Background information
- Origin: Calgary and Edmonton, Canada
- Genres: Skate punk, melodic hardcore, punk rock, pop punk
- Years active: 1995–2005, 2011-present
- Labels: Hourglass, 206, Jump Start, Union Label Group, Household Name, Thousand Islands, Lockjaw
- Members: Steve Rawles Dan Wollach Ryan Mumby Casey Lewis
- Past members: Jason Sinclair Scott Marshall Jay Hollywood Chris Foster Brock Graham Churchill

= Belvedere (band) =

Canadian punk rock band

Belvedere is a Canadian punk rock band from Calgary and Edmonton, Canada, formed in 1995.

==History==

=== First stint (1995–2005) ===
Belvedere's name was inspired by the American sitcom Mr. Belvedere, which ran from 1985 to 1990. The band formed in 1995 in Calgary, Alberta, Canada, starting with lead vocalist and guitarist Steve Rawles, bassist Brock, and drummer Dan Hrynuik. They eventually hired Scott Marshall as a second guitarist, Jay Hollywood as a drummer to replace Hrynuik, and Jason Sinclair as a bassist to replace Brock, soon after which they released their debut album, Because No One Stopped Us. The album came out in 1998 on Hourglass and 206 Records. In 1999, Belvedere toured with fellow melodic punk bands Bad Religion and Strung Out. In early 2000, Belvedere released their second album, Angels Live in My Town, on Jump Start Records.

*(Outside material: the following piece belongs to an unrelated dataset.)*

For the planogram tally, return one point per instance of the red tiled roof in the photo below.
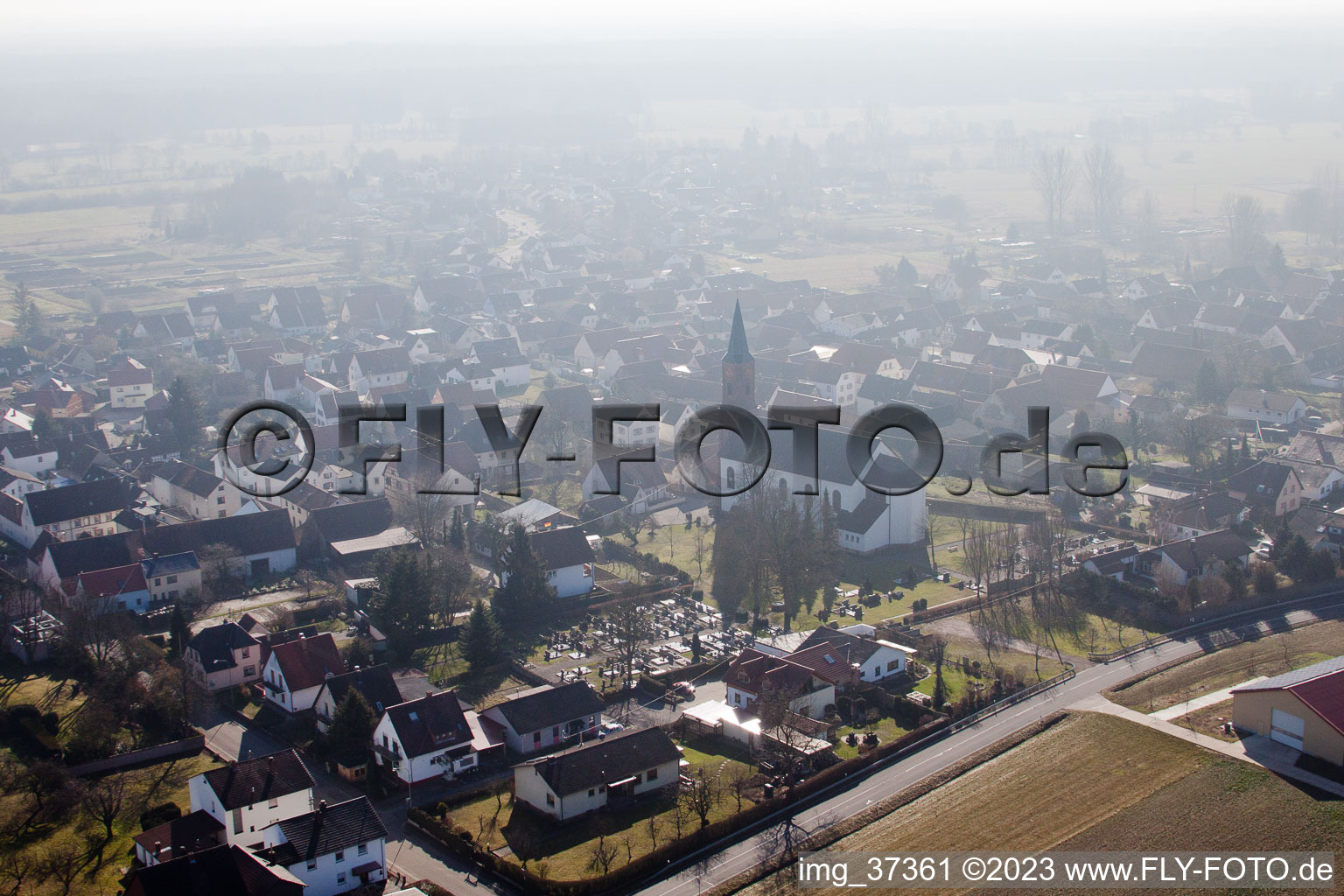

Belvedere released their third album, 'Twas Hell Said Former Child, on Jump Start Records and Union 2112, Jump Start's Montreal-based imprint. At the same time, they embarked on a European tour. Shortly thereafter, they released a split with the band Downway called Hometown Advantage. The next year, 2004, they released their fourth album, Fast Forward Eats the Tape, with the aid of producer Blair Calibaba, who was also known for working with Sum 41. During the spring season of the same year, they toured with Death by Stereo, Tsunami Bomb and Misconduct.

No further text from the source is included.